EAST ST. LOUIS, Ill. (KMOV.com) -- It’s been a two year quest for answers for Gertie and William Carroll. Their son Lovely Jefferson, a once prominent East St. Louis boxer, was found dead in his room at the Chester Mental Health Center in Chester, Illinois in 2018.
“There’s really no words when you find out a facility you put your faith in, to help a person dealing with mental illness, is the one that causes his demise,” said Gertie Carroll.
News 4 reported two years ago the facility failed to notify the Carroll’s about Jefferson’s death.
His family said they didn’t find out about his death until two days after he died. His body was sent to a funeral home in Sparta.
“I had to give her $700 before she would let the funeral home move my child’s body,” she said.

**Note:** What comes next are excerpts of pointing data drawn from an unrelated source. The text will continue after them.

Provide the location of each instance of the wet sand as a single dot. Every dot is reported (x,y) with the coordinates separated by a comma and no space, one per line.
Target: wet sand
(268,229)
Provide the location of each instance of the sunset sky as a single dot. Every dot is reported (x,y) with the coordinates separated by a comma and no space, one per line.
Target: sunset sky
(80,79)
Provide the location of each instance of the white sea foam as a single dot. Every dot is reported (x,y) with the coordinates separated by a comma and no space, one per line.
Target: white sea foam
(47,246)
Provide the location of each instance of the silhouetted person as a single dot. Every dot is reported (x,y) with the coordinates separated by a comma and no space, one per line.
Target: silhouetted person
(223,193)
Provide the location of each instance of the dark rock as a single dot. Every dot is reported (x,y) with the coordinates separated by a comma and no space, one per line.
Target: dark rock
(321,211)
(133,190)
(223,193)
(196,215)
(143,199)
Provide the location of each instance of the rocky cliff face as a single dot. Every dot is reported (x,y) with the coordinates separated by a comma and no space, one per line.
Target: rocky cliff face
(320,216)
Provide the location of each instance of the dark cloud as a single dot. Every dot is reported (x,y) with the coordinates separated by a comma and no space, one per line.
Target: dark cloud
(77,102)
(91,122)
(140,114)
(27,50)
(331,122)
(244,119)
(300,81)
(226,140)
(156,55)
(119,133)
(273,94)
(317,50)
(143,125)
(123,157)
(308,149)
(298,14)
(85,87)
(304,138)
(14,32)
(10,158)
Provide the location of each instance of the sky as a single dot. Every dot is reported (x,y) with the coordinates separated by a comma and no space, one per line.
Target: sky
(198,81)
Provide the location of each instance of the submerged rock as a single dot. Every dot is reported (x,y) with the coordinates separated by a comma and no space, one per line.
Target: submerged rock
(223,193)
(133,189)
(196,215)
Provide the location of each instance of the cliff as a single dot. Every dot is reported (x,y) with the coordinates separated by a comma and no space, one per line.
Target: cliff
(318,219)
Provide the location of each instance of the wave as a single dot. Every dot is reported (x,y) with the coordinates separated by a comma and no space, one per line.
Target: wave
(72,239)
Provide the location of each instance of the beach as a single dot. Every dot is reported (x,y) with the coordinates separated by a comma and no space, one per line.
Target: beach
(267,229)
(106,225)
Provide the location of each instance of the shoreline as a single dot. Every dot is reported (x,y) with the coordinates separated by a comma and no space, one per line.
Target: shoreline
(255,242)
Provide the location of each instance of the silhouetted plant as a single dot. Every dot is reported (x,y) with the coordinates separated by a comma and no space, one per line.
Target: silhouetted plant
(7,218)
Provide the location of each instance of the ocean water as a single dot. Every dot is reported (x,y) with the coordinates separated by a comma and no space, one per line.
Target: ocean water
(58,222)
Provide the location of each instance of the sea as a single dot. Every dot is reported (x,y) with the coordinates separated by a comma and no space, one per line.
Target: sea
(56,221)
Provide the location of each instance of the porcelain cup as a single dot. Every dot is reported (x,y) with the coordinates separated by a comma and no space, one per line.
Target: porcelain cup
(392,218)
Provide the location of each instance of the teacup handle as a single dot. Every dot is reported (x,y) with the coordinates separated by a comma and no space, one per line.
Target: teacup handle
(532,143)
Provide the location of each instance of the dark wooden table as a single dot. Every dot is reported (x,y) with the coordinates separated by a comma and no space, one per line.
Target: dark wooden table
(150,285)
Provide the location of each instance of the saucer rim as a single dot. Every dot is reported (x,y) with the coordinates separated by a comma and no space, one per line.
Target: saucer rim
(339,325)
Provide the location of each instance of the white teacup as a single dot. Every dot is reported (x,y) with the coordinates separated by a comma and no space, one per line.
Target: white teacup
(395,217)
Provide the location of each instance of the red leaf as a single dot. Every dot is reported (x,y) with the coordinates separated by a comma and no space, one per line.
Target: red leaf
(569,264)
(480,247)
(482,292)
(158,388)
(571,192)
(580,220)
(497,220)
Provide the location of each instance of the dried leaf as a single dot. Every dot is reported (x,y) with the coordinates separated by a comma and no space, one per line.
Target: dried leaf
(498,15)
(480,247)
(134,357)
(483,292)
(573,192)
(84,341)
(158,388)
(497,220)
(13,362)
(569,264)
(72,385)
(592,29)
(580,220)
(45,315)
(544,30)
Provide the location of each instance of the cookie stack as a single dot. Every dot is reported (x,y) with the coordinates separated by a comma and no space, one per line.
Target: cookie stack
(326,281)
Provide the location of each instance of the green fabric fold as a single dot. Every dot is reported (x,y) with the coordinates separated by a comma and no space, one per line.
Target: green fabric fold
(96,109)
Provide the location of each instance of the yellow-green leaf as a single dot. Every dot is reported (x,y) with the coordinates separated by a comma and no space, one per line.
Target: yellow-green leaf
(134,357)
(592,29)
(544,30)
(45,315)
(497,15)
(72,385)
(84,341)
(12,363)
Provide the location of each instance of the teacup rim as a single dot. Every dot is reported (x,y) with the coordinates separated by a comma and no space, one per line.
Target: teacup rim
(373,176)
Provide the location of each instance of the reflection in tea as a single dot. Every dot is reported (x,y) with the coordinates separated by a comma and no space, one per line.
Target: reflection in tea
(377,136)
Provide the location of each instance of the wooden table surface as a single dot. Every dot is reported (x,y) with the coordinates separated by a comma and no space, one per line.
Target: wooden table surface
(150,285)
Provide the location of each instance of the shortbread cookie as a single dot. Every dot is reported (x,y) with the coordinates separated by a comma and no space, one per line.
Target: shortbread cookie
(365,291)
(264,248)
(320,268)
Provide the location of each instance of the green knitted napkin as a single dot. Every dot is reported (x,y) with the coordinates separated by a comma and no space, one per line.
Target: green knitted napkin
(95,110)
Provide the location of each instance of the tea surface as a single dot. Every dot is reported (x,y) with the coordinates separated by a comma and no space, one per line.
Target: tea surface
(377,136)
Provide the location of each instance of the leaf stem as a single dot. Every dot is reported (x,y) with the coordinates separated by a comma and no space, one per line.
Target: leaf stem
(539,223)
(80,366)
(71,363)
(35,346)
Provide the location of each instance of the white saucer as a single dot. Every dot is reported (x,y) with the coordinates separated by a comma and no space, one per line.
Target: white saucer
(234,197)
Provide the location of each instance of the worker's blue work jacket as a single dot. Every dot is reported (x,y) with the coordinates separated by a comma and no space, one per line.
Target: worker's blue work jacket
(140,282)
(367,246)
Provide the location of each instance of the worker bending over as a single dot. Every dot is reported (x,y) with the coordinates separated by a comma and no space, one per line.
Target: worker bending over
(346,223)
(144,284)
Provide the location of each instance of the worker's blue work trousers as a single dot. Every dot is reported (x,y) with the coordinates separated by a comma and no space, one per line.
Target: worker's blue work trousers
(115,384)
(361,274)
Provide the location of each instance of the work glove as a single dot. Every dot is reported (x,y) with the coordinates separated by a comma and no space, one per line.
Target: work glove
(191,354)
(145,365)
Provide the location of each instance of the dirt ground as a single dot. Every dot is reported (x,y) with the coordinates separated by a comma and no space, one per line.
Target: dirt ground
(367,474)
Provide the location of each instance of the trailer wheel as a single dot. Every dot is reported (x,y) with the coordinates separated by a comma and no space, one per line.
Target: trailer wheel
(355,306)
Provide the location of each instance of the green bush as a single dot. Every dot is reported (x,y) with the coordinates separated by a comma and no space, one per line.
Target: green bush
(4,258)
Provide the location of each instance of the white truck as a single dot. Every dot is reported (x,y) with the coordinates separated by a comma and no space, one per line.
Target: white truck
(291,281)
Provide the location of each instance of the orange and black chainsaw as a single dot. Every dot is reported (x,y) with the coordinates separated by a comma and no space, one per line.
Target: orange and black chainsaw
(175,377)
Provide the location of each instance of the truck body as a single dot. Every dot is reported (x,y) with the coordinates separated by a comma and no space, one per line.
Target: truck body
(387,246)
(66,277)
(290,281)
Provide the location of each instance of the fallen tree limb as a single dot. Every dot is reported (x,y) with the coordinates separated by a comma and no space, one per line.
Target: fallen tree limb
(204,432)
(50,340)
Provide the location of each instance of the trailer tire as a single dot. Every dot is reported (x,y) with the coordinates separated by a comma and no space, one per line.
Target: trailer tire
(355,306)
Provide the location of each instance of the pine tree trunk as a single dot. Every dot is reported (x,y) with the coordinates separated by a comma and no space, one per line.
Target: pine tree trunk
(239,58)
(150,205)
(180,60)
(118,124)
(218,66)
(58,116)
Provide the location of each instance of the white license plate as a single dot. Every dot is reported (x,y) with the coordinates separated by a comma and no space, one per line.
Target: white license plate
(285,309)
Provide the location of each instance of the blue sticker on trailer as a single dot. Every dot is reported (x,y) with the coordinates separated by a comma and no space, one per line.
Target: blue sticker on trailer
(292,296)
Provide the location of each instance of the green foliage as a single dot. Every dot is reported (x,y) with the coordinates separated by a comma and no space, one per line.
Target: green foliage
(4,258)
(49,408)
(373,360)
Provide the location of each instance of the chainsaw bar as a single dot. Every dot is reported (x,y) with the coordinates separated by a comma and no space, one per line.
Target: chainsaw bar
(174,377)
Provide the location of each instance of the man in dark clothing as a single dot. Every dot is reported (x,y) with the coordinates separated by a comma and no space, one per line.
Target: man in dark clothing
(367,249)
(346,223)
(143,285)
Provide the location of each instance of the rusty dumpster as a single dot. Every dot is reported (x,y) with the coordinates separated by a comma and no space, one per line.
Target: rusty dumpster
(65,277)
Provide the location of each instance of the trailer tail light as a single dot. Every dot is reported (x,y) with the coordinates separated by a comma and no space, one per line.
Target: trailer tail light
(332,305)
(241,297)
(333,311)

The initial autopsy report News 4 obtained reveals Jefferson’s death was sudden and of natural causes related to an individual with Schizoaffective disorder.
But that finding is now being refuted by a civil lawsuit filed by Jefferson’s family against the facility.
“They took something that never can be given back and will be carried for the rest of your life,” said William Carroll.
The Carroll’s attorney alleges after their investigation an employee used excessive force toward Jefferson.
Documents reveal on August 16, 2018, the employee knew Jefferson suffered from anger issues. He allegedly did not follow protocols when entering Jefferson’s room.
The suit alleges because these rules weren’t followed Jefferson became agitated and the employee used “unreasonable force” that led to his death.
“Several others helped with the situation cleaning up what had happened and putting Lovely back to be like he passed away,” Carroll said.
News 4 tried reaching out to the facility. We’re awaiting a response.
The facility’s attorney filed a motion to try to get the case dismissed, arguing the facility is barred by sovereign immunity.
The state did tell News 4 in 2018 that laws prevent them from talking about specific cases.
But the Carrolls are hoping to take this case to trial so they can go on record with the facts.
“I would say we need justice and we’re not going to stop until we get justice,” Carroll said.